In a debate Tuesday night in Newton, thought leaders from across the political spectrum agreed that differentiated pay for teachers could improve teacher effectiveness and benefit students.
Each of the four participants’ arguments, however, had caveats. The debate about merit-based teacher pay included Rep. Craig Horn, R-Union; Mark Jewell, president of the North Carolina Association of Educators; Terry Stoops, John Locke Foundation’s vice president of research and director of education studies; and Kris Nordstrom, education finance and policy consultant for the NC Justice Center’s Education and Law Project.
From the beginning of the night, Horn emphasized a need for intentionality in choosing how the state defines and rewards teacher quality.
“Does that mean pay for improved student outcomes?” Horn said. “Does it mean pay for taking on additional responsibility? What does performance mean and how is that performance going to be measured? We certainly don’t want to get into a situation, in my opinion, where additional pay is based solely on test outcomes.”
Stoops, who stressed the need for competition in the teaching profession, also said a differentiated compensation system should be based on factors other than raw test scores, like growth.
“There’s no relationship between socioeconomic status and growth measures that we have, so it seems to me that if we’re going to start anywhere, let’s start with the growth measures — the expectations that we have with teachers to at least impart one year’s worth of growth — and then build out from there,” Stoops said.
Nordstrom, who questioned how much differentiated pay would improve teacher outcomes, agreed that growth better reflects a teacher’s effectiveness than pure achievement. He added, however, that some teachers have been vocal about problems with how the state calculates growth, through a system called EVAAS. Find an in-depth explanation of EVAAS here.
“A lot of teachers don’t necessarily trust the formula,” Nordstrom said. “Second, still at the end of the day, it’s a formula based on the narrow set of skills measured by standardized tests rather than all of the things we want our students to learn.”

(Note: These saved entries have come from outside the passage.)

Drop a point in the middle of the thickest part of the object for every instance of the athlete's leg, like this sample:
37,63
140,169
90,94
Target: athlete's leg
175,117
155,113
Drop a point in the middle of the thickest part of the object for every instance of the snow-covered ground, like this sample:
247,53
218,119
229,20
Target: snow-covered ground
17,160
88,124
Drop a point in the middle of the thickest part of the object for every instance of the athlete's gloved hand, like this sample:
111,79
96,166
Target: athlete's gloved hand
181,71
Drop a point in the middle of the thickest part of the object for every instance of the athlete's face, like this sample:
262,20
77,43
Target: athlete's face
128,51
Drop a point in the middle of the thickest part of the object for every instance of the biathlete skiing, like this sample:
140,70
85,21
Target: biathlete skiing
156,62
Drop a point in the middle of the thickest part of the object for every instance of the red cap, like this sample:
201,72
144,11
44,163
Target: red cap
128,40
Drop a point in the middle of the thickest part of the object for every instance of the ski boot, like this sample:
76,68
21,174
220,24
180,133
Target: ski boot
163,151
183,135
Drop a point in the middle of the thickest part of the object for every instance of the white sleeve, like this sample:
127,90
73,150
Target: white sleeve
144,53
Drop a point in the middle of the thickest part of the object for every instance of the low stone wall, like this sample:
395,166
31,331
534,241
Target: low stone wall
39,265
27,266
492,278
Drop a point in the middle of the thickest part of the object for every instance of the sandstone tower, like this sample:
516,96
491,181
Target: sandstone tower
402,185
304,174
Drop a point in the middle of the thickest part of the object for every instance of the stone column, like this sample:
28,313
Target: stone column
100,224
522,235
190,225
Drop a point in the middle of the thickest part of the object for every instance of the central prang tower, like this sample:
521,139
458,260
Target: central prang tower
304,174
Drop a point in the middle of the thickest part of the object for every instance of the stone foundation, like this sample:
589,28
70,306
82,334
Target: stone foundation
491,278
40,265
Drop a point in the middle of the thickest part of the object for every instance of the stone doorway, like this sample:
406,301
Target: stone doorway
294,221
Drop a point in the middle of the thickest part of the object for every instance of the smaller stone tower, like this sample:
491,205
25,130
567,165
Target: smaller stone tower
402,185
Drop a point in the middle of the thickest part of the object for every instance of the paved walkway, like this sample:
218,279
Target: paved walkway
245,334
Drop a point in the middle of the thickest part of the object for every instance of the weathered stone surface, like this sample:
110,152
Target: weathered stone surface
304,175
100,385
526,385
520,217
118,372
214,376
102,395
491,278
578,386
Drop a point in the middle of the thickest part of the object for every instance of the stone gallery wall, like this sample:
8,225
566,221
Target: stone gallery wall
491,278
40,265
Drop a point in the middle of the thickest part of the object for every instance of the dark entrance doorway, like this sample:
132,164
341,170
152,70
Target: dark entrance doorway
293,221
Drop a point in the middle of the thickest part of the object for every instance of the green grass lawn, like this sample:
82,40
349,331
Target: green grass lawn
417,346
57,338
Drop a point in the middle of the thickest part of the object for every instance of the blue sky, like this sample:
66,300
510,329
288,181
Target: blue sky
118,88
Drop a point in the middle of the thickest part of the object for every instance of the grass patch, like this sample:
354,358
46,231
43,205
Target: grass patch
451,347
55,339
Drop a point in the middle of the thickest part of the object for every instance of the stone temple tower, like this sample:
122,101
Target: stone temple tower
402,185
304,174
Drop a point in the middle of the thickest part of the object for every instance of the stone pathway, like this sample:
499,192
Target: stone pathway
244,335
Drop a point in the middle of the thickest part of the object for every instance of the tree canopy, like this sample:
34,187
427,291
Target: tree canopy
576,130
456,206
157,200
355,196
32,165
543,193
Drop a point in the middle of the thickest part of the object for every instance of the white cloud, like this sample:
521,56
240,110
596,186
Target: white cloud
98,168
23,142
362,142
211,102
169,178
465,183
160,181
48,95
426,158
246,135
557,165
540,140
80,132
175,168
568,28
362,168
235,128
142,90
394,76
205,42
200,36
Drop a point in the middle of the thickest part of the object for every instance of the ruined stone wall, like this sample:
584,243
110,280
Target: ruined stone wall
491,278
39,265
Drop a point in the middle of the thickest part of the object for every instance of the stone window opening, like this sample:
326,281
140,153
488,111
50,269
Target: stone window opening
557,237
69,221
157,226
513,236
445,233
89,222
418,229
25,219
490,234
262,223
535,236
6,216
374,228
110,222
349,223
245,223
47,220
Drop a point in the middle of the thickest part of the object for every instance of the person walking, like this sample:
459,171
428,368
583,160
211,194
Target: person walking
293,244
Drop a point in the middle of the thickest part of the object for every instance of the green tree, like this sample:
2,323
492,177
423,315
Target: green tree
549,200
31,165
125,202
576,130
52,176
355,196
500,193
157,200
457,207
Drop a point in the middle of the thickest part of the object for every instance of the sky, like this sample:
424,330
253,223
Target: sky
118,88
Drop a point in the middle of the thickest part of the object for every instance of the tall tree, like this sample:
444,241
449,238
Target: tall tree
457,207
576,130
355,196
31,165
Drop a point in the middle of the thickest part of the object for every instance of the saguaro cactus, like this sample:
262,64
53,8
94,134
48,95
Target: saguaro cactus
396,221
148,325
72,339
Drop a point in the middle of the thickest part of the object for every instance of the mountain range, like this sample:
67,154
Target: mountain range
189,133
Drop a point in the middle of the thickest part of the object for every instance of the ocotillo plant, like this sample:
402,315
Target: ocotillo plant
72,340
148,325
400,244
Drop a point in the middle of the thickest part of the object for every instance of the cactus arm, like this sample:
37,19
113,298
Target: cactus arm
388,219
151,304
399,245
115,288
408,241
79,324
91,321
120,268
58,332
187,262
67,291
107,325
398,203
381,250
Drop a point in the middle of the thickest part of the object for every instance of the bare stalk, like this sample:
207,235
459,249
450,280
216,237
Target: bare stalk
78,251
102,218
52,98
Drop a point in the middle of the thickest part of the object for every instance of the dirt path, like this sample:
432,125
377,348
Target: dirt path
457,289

He pointed to reports from teachers like Justin Parmenter who said he was unclear how his teaching was being evaluated from year to year.
“According to their experience, it can tell you you’re a great teacher one year and tell you you’re terrible the next,” Nordstrom said.

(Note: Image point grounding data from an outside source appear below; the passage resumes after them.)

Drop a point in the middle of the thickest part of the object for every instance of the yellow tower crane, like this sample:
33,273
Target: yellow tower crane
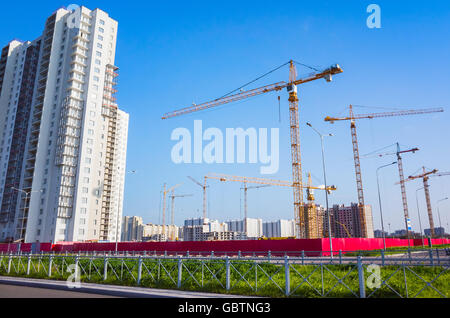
165,192
291,87
425,176
352,118
310,218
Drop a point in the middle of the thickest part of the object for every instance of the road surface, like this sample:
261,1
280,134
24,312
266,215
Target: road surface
13,287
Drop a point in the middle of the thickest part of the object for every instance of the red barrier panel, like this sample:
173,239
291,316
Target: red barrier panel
319,246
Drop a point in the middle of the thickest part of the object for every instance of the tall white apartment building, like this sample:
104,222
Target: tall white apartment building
63,139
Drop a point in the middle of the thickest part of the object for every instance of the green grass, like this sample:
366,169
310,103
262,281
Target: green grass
253,280
395,250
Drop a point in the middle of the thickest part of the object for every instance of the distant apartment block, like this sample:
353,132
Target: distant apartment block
161,233
132,229
209,230
251,228
346,223
63,139
279,229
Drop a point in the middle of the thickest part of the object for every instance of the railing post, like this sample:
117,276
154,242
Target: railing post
287,276
9,263
105,268
437,256
362,285
50,262
180,271
139,270
29,265
77,260
227,266
431,256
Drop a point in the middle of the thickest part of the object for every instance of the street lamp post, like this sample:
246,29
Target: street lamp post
379,200
118,214
418,214
326,186
439,214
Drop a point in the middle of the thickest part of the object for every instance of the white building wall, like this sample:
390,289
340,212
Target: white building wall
280,228
79,73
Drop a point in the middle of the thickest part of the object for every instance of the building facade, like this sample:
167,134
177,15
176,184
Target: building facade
251,228
64,139
132,229
345,222
279,229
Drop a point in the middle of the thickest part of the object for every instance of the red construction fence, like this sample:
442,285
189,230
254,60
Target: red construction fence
321,246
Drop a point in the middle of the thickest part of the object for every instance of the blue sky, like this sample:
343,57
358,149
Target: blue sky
172,54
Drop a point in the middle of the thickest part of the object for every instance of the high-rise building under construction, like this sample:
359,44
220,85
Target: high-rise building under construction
63,138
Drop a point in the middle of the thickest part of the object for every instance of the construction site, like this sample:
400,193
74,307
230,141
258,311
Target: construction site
311,222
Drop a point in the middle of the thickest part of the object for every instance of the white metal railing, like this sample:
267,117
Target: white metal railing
269,274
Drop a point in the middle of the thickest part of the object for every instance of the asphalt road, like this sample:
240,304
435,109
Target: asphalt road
15,287
13,291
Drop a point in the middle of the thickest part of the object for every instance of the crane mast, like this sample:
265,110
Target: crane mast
425,176
359,185
294,122
426,188
352,118
295,151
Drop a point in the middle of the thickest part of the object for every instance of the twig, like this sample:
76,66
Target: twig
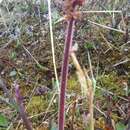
106,27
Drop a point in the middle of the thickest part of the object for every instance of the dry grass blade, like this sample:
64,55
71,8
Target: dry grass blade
80,74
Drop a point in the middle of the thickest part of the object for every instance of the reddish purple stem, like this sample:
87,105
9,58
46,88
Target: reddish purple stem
21,108
64,72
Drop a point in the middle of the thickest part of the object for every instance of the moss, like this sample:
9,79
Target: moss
38,104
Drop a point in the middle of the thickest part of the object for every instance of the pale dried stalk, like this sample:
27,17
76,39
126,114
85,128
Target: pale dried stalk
86,87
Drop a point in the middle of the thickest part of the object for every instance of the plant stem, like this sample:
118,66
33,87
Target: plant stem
64,72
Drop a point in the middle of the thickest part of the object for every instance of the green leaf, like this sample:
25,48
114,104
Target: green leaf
3,121
120,126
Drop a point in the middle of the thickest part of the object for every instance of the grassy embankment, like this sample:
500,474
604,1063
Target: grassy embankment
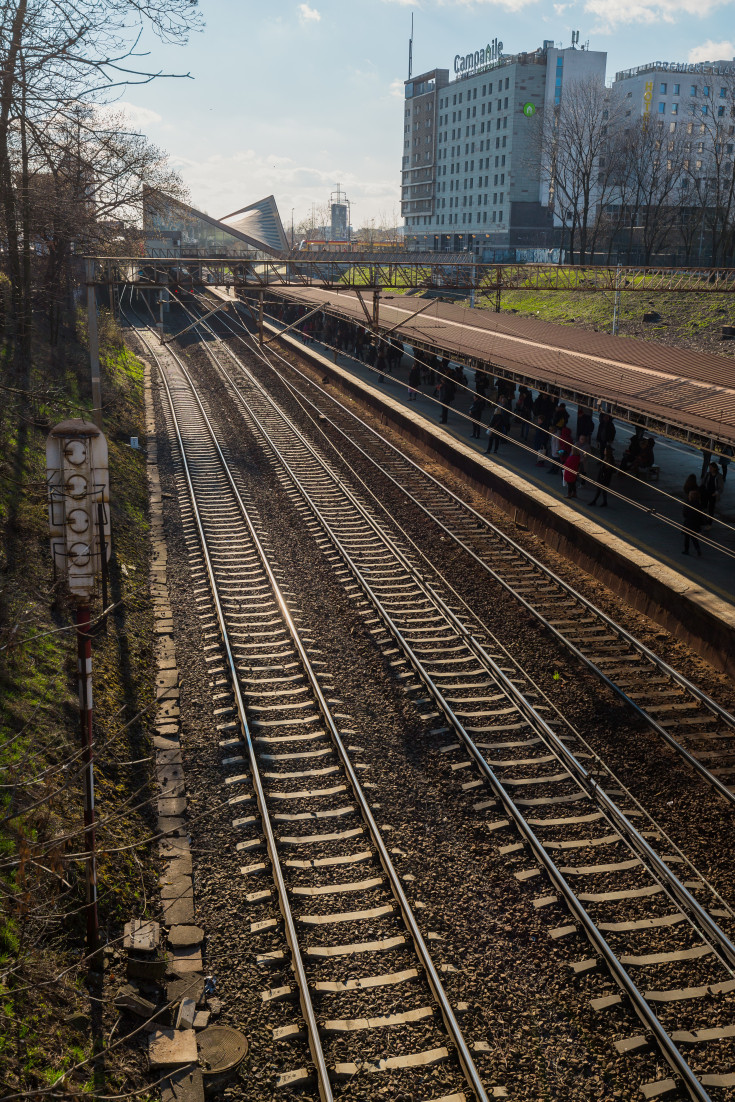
50,1016
688,320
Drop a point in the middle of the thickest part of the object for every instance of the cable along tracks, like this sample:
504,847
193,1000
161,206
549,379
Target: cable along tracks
333,874
687,719
671,961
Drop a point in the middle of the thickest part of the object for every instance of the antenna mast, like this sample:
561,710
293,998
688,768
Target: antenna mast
411,50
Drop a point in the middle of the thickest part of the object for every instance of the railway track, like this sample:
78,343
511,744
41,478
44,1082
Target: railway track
337,914
672,963
688,720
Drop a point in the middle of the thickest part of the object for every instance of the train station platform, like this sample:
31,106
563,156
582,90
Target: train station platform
631,544
637,509
683,395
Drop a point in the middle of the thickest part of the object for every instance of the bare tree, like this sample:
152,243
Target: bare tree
55,54
710,161
579,161
650,184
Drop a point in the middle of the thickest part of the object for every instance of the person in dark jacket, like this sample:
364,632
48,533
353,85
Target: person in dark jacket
605,432
711,488
605,468
495,431
445,393
414,381
476,414
585,425
692,517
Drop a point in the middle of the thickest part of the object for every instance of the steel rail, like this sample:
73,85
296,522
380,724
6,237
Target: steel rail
677,1062
693,690
726,946
422,951
304,996
676,889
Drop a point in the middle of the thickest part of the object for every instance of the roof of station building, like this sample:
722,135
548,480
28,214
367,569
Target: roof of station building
260,223
257,225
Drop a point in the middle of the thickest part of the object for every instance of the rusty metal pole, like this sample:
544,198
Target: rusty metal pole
84,667
94,345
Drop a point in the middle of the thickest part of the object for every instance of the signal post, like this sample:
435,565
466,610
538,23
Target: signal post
79,525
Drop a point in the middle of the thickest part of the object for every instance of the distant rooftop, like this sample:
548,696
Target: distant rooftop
711,68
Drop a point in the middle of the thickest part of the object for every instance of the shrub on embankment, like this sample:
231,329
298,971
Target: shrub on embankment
51,1017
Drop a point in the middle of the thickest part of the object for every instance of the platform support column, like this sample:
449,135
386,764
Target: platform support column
93,339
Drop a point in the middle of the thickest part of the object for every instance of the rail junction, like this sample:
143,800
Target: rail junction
570,830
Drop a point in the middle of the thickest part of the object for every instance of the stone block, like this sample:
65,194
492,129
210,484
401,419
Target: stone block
183,937
141,935
171,1048
184,1087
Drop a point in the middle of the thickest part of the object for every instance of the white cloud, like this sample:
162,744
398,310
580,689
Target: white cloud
712,51
612,13
220,183
307,14
136,117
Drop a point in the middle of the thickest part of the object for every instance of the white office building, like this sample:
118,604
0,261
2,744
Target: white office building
472,176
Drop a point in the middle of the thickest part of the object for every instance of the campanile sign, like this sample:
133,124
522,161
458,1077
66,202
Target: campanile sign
478,60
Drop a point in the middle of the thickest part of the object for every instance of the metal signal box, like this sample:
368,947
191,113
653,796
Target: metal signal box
78,503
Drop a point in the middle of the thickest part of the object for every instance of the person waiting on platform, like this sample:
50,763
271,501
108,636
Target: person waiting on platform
605,432
692,515
605,468
711,488
645,458
633,451
571,472
476,414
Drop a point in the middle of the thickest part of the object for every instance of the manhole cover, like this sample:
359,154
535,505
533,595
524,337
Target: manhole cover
220,1049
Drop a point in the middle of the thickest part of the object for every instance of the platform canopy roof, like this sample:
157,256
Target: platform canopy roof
260,223
255,227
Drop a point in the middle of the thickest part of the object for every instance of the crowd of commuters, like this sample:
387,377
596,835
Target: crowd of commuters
542,422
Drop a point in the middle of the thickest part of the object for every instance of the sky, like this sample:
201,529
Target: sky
294,98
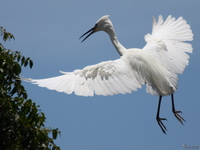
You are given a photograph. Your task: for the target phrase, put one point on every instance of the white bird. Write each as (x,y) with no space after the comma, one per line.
(156,65)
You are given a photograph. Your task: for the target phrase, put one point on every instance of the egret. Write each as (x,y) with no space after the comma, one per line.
(157,65)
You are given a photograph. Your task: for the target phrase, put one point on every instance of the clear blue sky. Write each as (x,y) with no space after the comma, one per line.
(49,31)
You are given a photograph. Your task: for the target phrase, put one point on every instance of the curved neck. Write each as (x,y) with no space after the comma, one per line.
(119,47)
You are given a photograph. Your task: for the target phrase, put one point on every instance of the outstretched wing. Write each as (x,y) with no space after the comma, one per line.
(167,44)
(106,78)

Jewell focused on issues within the current salary schedule, arguing that more money for all teachers is needed before considering differentiated pay for certain individuals.
“We do need to fix the base,” Jewell said. “When folks are making $35,000, you know, and putting in 10-hour workdays, and then going to their second job at the mall afterwards, then coming home and grading papers, and then doing weekend activities at the school, that’s exhaustion. That’s when we burn out, and it’s not being paid as a professional there.”
Nordstrom similarly criticized the legislature’s Republican leadership for not investing more in the public school system as a whole, saying the General Assembly has focused on tax cuts for corporations and the wealthy in recent years. He pointed to a recent nationwide analysis by the Rutgers Graduate School of Education that gave North Carolina an “F” on education funding relative to its gross state product.
Jewell also expressed concern about the effects paying some teachers more than others could have on the workplace environment.
“The school community is a community where we all move together with the same goal in mind, and that’s the children in our schools,” he said. “If you ask teachers there if they want to be paid based on their test scores, they would tell you, ‘No, I work just as hard as my colleague across the hall.'”
Horn said he believes teachers would improve their work when given financial incentives. He said that includes collaborating with their colleagues.
“I don’t buy the fact that we’d lose collaboration because I think teachers, inherently, part of the teaching process is collaboration,” Horn said. “What we have to learn in the legislature is that collaboration is every bit as important, maybe even more important, than being in front of kids.”
Stoops argued teachers, like other professionals, want to both compete and collaborate.
“This idea that the school is a harmonious community and that teachers aren’t competing with one another is patently false,” he said. “Teachers are constantly competing with one another. They want to outdo each other. They want to be a better teacher than the teacher down the hall. That doesn’t mean they’re not going to collaborate.”
Nordstorm mentioned the differentiated pay used statewide to reward reading and math teachers for students’ growth in certain grades, as well as career and technical education (CTE) and advanced placement (AP) teachers. All four participants agreed that teacher buy-in is necessary for a successful program.
“All of them are top-down approach,” he said. “They have individual teacher-based rewards rather than team-based incentives. So they don’t follow some of the best practices that Representative Horn has identified tonight. I think that’s a shame.”
When asked if the existing programs were working, Stoops said an effective system should satisfy the specific needs of the area.
“We have to really think about our unique circumstances, what’s going on in school districts, what’s going on in schools. and then tailor a program that meets those needs,” he said.
“I think the time is now to transform the system that we have, the antiquated, centuries-old system, into a comprehensive human-resources-type plan where we really maximize the potential of the teachers that we have.”
Spectrum News senior political reporter Loretta Boniti moderated the debate, which was hosted by the North Carolina Institute of Political Leadership as the last in a three-part debate series in smaller towns and cities across the state.
Correction: A previous version of this article misidentified the differentiated pay programs Kris Nordstrom referred to in the Newton debate.